We were treated to piano synergy Friday night, March 8, 2019, at First Presbyterian Church in Carmel. Pianists Barbara Ruzicka and Kumiko Uyeda debuted as a newly-founded, four-hand piano ensemble to be known as Duo Papillion.They filled the sanctuary with wonderful music for an attentive audience performing on a Steinway concert grand piano that sounded very nice indeed. I have fond memories of playing duets as a piano student, but my efforts didn’t come close to the fine musicianship exhibited by Duo Papillon.
These two pianists truly understand the music they performed. They have command of the instrument and play well together. Starting with an arrangement by Greg Anderson, of the Ballet from Orphée et Eurydice by Christoph Gluck, they captivated the audience. Then, on to Der Rosenkavalier Concert Waltz, Op. 59 by Richard Strauss arranged by Otto Singer — triple meter always sounds happy and brings a smile to our faces. To end the first half, the artists turned to the Fantasie in f-minor, Op. 103,by Franz Schubert. This is a masterpiece, to be sure, and being much longer, gave us ample time to time to savor the music. In my mind I could imagine Schubert playing this work with a favored pupil, perhaps Karoline Esterhazy herself.

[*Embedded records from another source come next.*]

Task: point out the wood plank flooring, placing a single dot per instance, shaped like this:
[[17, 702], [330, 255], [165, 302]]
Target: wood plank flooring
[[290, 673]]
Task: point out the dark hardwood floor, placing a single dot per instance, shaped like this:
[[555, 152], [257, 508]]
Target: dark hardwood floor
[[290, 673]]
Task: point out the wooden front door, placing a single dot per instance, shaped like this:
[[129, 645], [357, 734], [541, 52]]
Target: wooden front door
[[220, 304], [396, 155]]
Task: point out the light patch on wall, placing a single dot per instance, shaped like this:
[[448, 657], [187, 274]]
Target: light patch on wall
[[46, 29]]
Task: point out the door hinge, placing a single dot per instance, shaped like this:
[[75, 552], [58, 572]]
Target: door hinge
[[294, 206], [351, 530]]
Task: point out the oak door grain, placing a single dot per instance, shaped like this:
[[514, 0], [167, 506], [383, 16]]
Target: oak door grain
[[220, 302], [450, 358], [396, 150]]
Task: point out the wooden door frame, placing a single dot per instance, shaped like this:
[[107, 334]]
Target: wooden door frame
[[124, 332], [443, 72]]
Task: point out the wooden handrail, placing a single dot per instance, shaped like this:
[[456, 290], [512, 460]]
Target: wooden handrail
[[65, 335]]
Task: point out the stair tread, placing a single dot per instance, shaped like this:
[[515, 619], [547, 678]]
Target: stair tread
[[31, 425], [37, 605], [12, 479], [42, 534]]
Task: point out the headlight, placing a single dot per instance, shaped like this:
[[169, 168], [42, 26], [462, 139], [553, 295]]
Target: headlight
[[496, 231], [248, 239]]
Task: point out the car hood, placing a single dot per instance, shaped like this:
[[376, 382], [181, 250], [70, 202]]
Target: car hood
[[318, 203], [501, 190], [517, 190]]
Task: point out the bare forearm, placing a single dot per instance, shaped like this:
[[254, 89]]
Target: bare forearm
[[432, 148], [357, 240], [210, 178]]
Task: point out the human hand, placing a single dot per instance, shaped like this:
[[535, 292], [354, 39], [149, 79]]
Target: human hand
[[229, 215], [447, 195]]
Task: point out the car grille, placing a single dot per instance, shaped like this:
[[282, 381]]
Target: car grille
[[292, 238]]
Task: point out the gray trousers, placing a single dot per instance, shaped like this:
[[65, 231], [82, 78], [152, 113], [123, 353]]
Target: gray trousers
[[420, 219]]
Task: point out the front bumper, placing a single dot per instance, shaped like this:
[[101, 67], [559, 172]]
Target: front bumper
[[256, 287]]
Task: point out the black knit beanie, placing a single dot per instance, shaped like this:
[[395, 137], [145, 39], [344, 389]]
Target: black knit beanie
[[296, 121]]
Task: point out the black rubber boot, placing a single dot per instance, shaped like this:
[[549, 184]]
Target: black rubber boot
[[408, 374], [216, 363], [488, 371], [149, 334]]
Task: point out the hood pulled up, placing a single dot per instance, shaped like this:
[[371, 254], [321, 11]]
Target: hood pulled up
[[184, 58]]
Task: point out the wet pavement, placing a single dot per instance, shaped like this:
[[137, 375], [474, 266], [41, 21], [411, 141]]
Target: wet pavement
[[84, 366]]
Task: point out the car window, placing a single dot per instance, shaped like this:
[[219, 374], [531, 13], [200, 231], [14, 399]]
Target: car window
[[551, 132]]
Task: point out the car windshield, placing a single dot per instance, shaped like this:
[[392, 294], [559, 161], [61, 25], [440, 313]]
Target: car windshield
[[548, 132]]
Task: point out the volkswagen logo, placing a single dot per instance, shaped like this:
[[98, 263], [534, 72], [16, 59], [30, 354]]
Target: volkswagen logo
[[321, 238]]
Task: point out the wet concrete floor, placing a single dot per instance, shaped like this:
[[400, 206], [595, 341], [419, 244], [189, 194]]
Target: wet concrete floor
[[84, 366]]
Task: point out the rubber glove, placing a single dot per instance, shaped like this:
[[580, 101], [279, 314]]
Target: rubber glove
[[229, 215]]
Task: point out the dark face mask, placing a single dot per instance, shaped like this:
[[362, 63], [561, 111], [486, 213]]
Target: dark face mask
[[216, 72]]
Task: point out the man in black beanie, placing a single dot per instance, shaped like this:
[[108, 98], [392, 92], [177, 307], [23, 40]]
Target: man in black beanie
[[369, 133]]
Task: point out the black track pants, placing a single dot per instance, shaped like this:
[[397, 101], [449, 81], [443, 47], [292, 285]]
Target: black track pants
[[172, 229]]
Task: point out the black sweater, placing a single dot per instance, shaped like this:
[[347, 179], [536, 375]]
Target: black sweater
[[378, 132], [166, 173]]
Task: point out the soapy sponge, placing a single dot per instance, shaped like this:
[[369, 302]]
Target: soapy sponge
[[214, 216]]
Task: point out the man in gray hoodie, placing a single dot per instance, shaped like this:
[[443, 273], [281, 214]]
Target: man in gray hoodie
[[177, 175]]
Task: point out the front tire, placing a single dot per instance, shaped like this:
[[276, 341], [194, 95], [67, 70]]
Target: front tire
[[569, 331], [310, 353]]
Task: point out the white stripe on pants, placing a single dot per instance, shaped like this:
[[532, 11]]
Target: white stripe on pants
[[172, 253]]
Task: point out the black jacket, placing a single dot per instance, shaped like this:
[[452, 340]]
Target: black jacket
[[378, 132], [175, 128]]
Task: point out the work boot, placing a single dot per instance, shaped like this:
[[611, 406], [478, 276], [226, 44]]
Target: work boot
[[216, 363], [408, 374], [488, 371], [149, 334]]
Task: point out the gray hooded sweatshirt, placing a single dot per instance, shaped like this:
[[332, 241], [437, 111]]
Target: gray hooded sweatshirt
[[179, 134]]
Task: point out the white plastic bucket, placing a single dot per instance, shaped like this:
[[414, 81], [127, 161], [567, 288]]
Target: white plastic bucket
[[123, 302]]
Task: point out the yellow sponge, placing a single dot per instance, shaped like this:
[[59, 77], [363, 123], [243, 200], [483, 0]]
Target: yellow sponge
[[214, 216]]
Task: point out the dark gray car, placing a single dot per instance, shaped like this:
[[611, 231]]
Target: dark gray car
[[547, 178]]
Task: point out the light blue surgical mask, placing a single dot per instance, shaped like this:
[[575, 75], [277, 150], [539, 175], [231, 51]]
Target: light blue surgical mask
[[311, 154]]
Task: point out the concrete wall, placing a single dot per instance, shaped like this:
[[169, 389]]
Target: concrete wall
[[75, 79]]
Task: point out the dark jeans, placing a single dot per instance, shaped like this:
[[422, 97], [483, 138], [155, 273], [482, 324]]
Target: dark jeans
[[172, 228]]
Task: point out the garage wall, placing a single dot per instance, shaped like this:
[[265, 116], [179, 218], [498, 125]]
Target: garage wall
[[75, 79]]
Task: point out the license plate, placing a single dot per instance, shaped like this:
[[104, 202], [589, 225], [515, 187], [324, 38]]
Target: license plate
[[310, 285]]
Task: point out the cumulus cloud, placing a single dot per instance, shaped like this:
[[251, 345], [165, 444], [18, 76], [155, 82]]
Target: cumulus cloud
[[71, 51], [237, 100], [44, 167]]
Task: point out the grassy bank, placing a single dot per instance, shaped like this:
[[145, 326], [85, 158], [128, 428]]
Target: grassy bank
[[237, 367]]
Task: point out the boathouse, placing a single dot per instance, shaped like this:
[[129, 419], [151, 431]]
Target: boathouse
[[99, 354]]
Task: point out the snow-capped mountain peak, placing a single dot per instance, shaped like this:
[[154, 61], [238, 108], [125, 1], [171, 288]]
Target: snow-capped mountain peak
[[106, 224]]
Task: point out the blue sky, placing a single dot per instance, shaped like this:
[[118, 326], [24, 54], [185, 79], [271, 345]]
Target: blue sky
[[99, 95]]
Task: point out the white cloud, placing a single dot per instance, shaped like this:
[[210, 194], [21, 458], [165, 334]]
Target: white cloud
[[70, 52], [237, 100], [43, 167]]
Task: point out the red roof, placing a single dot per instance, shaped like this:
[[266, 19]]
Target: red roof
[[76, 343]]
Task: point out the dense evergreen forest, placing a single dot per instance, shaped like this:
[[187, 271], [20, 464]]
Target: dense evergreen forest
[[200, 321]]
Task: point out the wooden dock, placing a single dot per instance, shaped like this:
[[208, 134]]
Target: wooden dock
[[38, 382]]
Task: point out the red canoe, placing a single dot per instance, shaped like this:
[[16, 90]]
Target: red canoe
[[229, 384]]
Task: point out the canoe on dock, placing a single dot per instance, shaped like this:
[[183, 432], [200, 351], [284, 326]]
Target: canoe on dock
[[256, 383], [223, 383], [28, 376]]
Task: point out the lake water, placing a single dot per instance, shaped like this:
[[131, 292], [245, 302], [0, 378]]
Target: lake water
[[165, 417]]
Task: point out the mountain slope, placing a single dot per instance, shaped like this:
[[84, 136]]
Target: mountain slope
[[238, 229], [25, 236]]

After a short intermission, the duo resumed with a transcription of Bach’s Prelude and Fugue in C minor. Although cited as K 546 in the program notes, it wasn’t immediately clear which specific work we were about to hear. Being an organist, I know there are quite a few in c-minor. But, from the first powerful chord, I knew it to be the well-loved “Great” BWV 546. In the program notes, it’s mentioned that not much is known of the transcriber. I’d like to know more, for he gave us well-arranged counterpoint and voice leading of Bach’s original score, which the two artists executed so well.
I particularly liked the Ravel Mother Goose Suite played next. It was fun to see the pianists show their versatility by changing places. The color wash of sound was lovely along with hearing the full keyboard used in a delightful way. To end the program, we heard three Hungarian Dances by Johannes Brahms. As Schubert and Ravel did, Brahms composed these pieces originally for four hands. As mentioned in the program notes, he revealed in them a bit of his gypsy soul. What a wonderful send off for us to step out into the crisp evening!
I hope to hear more transcriptions, duets, and fun music played by these artists. There was mention of an original four-hand piece being written for Duo Papillon. I look forward to hearing that work soon! Thank you, ladies, for bringing us this fine repertoire.